Best practices for NER annotation to avoid overfitting

This is my usual practice -

1.) annotate a bunch of data points -> gets saved in sql db with name ner_gold
2.) train modelv1 (on ner_gold)
3.) look for mistakes in predictions on new data points-> correct annotations -> gets saved in sql db in ner_gold (this way my ner_gold keeps getting bigger)
4.) train modelv2 (again on ner_gold)


My question is -> am i supposed to save my dataset into new paths (ner_gold_v1, ner_gold_v2) etc. If I am retraining same model for improvement to avoid overfitting? or does prodigy take care of this somehow?

Hi! In general, your workflow sounds good, and you're always creating complete, gold-standard annotations, are using new data and aren't annotating the same examples twice, right?

Prodigy can take care of merging annotations on the same text, so it's no problem to annotate labels separately. You just want to make sure you don't end up with multiple, potentially conflicting versions of the same example in the dataset you're training from. And you typically also want to train a model from scratch, using the same full corpus (instead of updating the same artifact over and over again, which often makes it much harder to avoid overfitting and forgetting effects).

Are you using the modelv1 here as the base model, or are you starting off with a blank model (or basically, the same you used when you trained the first version of your model)?

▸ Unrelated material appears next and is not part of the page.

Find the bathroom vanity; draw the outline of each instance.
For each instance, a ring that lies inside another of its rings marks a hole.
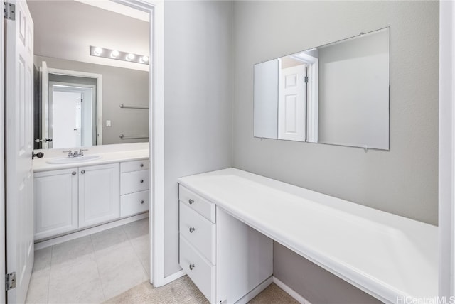
[[[149,210],[148,150],[100,156],[73,163],[48,163],[52,158],[34,163],[36,241]]]
[[[212,303],[267,286],[272,240],[385,303],[438,294],[435,226],[235,168],[178,183],[181,266]]]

I'd definitely recommend starting fresh everytime you train on the whole ner_gold data.

yeah I am using the new data points (no I don't have any duplicates in my gold dataset) to continuously improve the model from my previous iteration i.e I'm not training from scratch each time.

If I was to prefer not training from scratch then I guess I should maintain separate datasets for each iteration? Is there a preference one way or the other? (train from scratch on gold dataset or iteratively improve the artifacts with a few hundred additional datapoints in each iteration)

If you really wanted to do that, then yes, you probably want separate datasets and make sure that each set you're using for incremental updates is more or less representative. Like, you wouldn't want one set to only include label A, and the next one to only include label B, or something like that.

But if possible, I'd definitely recommend training from scratch on the full set. This also makes it much easier to reason about the results.